In support of his contentions, the Commissioner offers a declaration by an IRS Senior Program Analyst who "reviewed IDRS modules related to [the Heltons'] unpaid federal income tax liabilities for the taxable year[] . . . 2015, as well as other relevant IDRS modules related to Mr. and Mrs. Belton and the certification of their liabilities as seriously delinquent tax debt." Mot. for Summ. J. Ex. K at 4.
With respect to 2015, the declaration states in relevant part as follows:
SITLP levies were made for Mr. and Mrs. Helton's unpaid joint federal income tax liability for taxable year 2015, prior to the date of their certifications, on the following dates: April 10, 2017, and September 9, 2019.
In addition to the SITLP levies, FPLP levies were made for Mr. and Mrs. Helton's unpaid joint federal income tax liability for the taxable year 2015, prior to the date of their certifications, on the following dates:
September 9, 2019, and December 2, 2019.
There were no pending requests for an installment agreement or offer in compromise on Mr. and Mrs. Belton's 2015 IDRS module, which would have prevented a levy from being properly made pursuant to section 6331 of the Internal Revenue Code for their unpaid federal joint income tax liability for taxable year 2015, on September 9, 2019, when both FPLP and SITLP levies were made or on December 2, 2019, when another FPLP levy was made.Id. ¶¶ 22-24.
Although the declaration does not cite to the relevant IRS transcripts, the statements in the declaration correspond to entries on the Beltons' TXMODA transcripts for 2015. And we see no entries on the literal account transcripts indicating that collection alternatives were pending at the time of the September 9, 2019, or December 2, 2019, levies. This, absent any further contentions from the Beltons, is sufficient to establish that the Commissioner satisfied the requirements of section 7345(b)(1)(C)(ii) for tax year 2015. See Belton, T.C. Memo. 2023-13, slip. op. at 19; see generally United States v. Chem. Found., Inc., 212 U.S. 1, 14-15 (1926) ("The presumption of regularity supports the official acts of public officers, and, in the absence of clear evidence to the contrary, courts presume that they have properly discharged their official duties.").

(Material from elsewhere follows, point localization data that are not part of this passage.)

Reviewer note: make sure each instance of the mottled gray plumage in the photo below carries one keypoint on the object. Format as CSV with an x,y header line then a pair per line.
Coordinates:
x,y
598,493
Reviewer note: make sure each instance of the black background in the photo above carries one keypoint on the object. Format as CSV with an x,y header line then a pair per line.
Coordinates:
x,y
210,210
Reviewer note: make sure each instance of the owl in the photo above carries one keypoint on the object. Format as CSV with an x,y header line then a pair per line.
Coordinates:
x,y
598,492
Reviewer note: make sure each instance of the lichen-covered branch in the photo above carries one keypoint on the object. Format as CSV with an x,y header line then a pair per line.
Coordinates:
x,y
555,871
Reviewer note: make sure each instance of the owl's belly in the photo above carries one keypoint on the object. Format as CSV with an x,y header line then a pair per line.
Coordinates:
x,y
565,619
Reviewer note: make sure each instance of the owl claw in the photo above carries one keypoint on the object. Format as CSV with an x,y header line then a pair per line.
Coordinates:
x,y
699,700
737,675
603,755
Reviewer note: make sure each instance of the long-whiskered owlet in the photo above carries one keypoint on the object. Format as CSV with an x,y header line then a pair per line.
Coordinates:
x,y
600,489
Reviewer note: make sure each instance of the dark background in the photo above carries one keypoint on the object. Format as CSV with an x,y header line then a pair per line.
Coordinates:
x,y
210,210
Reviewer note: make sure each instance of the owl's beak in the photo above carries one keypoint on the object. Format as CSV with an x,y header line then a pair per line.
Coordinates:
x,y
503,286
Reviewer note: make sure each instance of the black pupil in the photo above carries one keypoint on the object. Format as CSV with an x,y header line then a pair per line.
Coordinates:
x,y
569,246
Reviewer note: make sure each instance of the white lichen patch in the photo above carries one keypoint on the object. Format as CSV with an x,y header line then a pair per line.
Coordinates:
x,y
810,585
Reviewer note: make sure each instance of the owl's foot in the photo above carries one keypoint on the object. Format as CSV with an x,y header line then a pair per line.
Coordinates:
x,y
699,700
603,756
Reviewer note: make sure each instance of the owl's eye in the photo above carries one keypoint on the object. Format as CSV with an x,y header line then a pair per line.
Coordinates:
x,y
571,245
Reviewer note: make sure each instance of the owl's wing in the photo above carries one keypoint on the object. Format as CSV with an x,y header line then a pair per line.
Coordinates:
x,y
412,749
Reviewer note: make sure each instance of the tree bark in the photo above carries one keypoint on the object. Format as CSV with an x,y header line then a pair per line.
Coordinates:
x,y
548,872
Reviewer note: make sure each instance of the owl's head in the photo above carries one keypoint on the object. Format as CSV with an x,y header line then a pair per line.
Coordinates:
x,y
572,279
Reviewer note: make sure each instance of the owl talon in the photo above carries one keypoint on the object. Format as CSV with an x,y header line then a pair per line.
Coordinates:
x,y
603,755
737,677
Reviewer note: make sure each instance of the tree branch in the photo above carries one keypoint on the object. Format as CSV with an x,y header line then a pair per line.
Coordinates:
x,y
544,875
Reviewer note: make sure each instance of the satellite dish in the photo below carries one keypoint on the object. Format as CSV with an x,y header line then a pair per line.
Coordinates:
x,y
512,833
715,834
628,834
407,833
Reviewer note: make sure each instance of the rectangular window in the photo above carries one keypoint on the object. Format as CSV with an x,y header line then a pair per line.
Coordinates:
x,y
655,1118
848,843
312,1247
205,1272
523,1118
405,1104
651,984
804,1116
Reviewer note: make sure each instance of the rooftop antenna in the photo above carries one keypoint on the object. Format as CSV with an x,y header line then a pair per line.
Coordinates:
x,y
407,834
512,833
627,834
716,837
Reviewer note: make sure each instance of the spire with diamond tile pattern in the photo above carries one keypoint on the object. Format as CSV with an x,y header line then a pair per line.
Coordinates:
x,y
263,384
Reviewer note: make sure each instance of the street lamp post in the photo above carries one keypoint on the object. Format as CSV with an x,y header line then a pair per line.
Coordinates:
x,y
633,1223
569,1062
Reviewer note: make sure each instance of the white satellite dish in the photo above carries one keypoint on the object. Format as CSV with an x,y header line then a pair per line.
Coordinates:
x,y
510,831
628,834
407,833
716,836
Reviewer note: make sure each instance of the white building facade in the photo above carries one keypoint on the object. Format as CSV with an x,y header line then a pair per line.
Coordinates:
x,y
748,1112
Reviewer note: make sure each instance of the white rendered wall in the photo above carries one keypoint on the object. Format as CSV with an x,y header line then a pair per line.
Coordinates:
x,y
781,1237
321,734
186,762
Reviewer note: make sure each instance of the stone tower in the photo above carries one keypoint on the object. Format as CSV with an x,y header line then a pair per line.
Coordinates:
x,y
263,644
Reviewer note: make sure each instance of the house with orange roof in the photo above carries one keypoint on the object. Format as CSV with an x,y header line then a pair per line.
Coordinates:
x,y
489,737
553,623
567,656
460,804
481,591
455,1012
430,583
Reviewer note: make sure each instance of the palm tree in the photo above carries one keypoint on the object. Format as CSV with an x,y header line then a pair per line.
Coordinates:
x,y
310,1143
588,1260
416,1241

In their response to the Commissioner's Motion, the Beltons do not challenge that the IRS properly made levy pursuant to section 6331 for 2015 or any other year. And all their other arguments are addressed in the Court's prior Opinion or do not change the outcome here.We therefore conclude that, in view of the conclusions we reached in Belton, T.C. Memo. 2023-13, and the discussion above, the Commissioner is entitled to summary judgment that the section 7345 certifications issued to the Beltons in this case were properly made.
For example, the Beltons note that they have filed Form 911, Request for Taxpayer Advocate Assistance. They are of course entitled to pursue such assistance, but their filing has no bearing on the disposition of this case. Additionally, the Beltons appear to argue that the IRS should not have issued the certifications underlying this case because the Beltons reside in an area that was at various times subject to one or more disaster declarations. But, as the Commissioner explains in his Reply (Doc. 48), this argument is based on a misunderstanding of a discretionary exclusion in the Internal Revenue Manual. Finally, to the extent the Beltons intended their response as a Motion for Reconsideration, we deny the Motion as both untimely and without merit. See Rule 161.
To reflect the foregoing, it is hereby
ORDERED that respondent's Motion for Summary Judgment filed April 5, 2023 (Doc. 42), is granted. It is further
ORDERED AND DECIDED that respondent's certifications that Willard J. Belton and Martha-Alexander Belton each has a seriously delinquent tax debt, reflected in the Notices of Certification of Your Seriously Delinquent Federal Tax Debt to the State Department dated December 9, 2019, upon which this case is based, are sustained.